SLIs (Service Level Indicators), SLOs (Service Level Objectives), and error budgets are the quantitative framework for reliability engineering. An SLI measures a specific aspect of service behavior (latency, availability, error rate). An SLO sets a target for the SLI (99.9% of requests complete in under 200ms). The error budget is the allowed failure margin (0.1% of requests may exceed 200ms). This framework aligns engineering decisions with reliability goals and creates data-driven conversations about risk.
Choosing SLIs
Good SLIs measure what users experience, not internal server metrics. For a request-response service: availability SLI = successful requests / total requests; latency SLI = proportion of requests completed under threshold (e.g., 200ms at p99); error rate SLI = error responses / total requests. For a data pipeline: freshness SLI = proportion of time the output dataset is within N minutes of the input; completeness SLI = rows successfully processed / rows received. Avoid vanity metrics (CPU utilization, memory usage) that don’t directly reflect user experience.
Setting SLO Targets
SLO targets are set based on user expectations and measurement of actual behavior. Start with a retrospective: measure your current SLI over the past 30 days. Set the initial SLO slightly below current performance — if you’re achieving 99.95% availability, set the SLO at 99.9%. This gives an error budget without requiring perfection. Avoid aspirational SLOs that current architecture cannot meet — they burn the error budget immediately and create alert fatigue. SLOs are not maximized: a 100% availability SLO prevents any risk-taking and makes reliability the only engineering priority.
Error Budget Calculation
Error budget = 1 – SLO. For a 99.9% availability SLO over 30 days: error budget = 0.1% of 30 days = 43.2 minutes of downtime or 0.1% of requests failing. Track budget consumption in real time. When 50% of the error budget is consumed in the first 15 days of the month, the service is on track to exhaust its budget — this is a signal to slow feature releases and focus on reliability. When the budget is exhausted, stop all feature work and treat reliability as the only priority until the budget resets at the next period.
Measuring SLIs Correctly
Measure SLIs from the user’s perspective, not from internal metrics. Options: server-side metrics (HTTP status codes from the load balancer — miss client-side failures), synthetic monitoring (scripted user flows that test the service end-to-end at regular intervals from external locations), and real user monitoring (RUM — JavaScript in the browser measures actual user-experienced latency). Load balancer metrics are the most common starting point; add synthetic monitoring for external health checks and client-side RUM for frontend services. The measurement point matters: measure at the API gateway or load balancer, not at the individual service instance.
Multi-Window Alerting
Page on burn rate, not on threshold violations. Burn rate = current error rate / error budget rate. A burn rate of 1 means you’re consuming the budget at exactly the rate that would exhaust it in the SLO window. A burn rate of 14.4 means you’re consuming budget 14.4x faster — exhausting the monthly budget in 2 days. Alert when burn rate is high for a sustained period: alert if burn rate > 14.4 for 1 hour (exhausts budget in 2 days) AND burn rate > 6 for 6 hours (exhausts in 5 days). The dual-window approach reduces false positives from short spikes while catching sustained issues quickly.

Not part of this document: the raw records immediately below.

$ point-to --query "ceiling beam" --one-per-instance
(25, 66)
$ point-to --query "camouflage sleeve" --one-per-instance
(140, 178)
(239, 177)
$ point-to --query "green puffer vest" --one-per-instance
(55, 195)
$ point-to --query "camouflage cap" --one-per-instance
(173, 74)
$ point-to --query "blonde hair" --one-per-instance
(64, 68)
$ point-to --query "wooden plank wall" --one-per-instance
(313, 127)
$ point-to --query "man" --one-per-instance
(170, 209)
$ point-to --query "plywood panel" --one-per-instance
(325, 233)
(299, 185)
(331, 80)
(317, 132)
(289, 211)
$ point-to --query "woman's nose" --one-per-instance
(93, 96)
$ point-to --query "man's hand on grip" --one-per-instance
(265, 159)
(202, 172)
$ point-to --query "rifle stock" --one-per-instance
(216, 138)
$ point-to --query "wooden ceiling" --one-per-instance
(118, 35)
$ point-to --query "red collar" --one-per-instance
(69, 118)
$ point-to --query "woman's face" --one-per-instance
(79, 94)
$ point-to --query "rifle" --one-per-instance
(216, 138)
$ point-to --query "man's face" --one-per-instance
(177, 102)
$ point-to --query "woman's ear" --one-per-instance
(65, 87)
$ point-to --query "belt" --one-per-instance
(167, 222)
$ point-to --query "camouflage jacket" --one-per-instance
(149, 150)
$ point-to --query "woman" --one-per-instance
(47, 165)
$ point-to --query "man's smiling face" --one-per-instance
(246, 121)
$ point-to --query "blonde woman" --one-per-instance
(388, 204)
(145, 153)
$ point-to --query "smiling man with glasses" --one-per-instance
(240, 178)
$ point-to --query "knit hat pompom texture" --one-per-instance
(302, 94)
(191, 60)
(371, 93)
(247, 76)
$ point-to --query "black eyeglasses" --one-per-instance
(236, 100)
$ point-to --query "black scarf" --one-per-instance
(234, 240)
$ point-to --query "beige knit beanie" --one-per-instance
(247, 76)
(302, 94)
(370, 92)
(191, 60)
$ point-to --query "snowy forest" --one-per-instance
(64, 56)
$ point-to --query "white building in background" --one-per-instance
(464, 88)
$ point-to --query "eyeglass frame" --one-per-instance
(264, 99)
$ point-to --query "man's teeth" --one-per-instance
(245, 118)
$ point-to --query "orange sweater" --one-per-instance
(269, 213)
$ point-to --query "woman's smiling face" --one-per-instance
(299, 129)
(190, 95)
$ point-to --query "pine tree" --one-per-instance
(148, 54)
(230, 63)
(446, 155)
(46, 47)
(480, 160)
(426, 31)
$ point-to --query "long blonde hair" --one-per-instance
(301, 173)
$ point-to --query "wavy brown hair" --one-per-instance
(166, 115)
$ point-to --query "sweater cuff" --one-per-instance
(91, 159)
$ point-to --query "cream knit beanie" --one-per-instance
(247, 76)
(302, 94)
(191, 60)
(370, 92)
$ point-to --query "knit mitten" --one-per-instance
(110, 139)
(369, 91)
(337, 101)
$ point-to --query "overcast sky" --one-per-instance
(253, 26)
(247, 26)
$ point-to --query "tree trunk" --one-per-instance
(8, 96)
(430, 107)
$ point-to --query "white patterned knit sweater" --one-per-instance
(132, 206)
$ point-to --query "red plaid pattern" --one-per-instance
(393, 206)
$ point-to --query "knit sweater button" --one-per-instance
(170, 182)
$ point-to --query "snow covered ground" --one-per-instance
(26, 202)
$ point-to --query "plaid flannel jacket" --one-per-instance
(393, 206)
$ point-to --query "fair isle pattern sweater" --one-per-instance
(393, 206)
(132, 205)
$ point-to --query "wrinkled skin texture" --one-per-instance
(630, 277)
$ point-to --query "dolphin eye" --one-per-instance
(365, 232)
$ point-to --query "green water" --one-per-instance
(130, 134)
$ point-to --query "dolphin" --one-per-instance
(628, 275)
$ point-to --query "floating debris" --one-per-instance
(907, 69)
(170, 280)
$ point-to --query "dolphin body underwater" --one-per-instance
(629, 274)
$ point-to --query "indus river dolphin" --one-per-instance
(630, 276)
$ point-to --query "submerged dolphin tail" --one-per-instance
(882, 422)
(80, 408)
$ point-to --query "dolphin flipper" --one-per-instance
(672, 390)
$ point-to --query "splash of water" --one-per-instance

SLOs for Different Service Types
Tier 1 (customer-facing, revenue-impacting): 99.9% availability SLO, p99 latency SLO. Tier 2 (internal tools, developer productivity): 99.5% availability SLO. Tier 3 (batch jobs, analytics): freshness SLO (output available within 1 hour of schedule). Not all services deserve the same investment in reliability. Publishing explicit SLO tiers clarifies what level of reliability each service provides to its callers — callers can design their own resilience (fallbacks, degraded modes) based on their dependency’s SLO. A service that claims 99.9% but delivers 95% has an incorrect SLO, not a reliability problem alone.
Error Budget Policy
An error budget policy defines how teams respond to budget consumption. Document in writing: when the monthly budget is > 50% consumed in < 50% of the month, the team must hold a reliability review before the next feature release. When the budget is exhausted, all feature work stops and the team focuses exclusively on reliability improvements until the budget resets. When budget is consistently unspent (the service is more reliable than the SLO requires), consider relaxing the SLO or investing the engineering time elsewhere. The policy ensures error budgets drive real decisions, not just dashboards.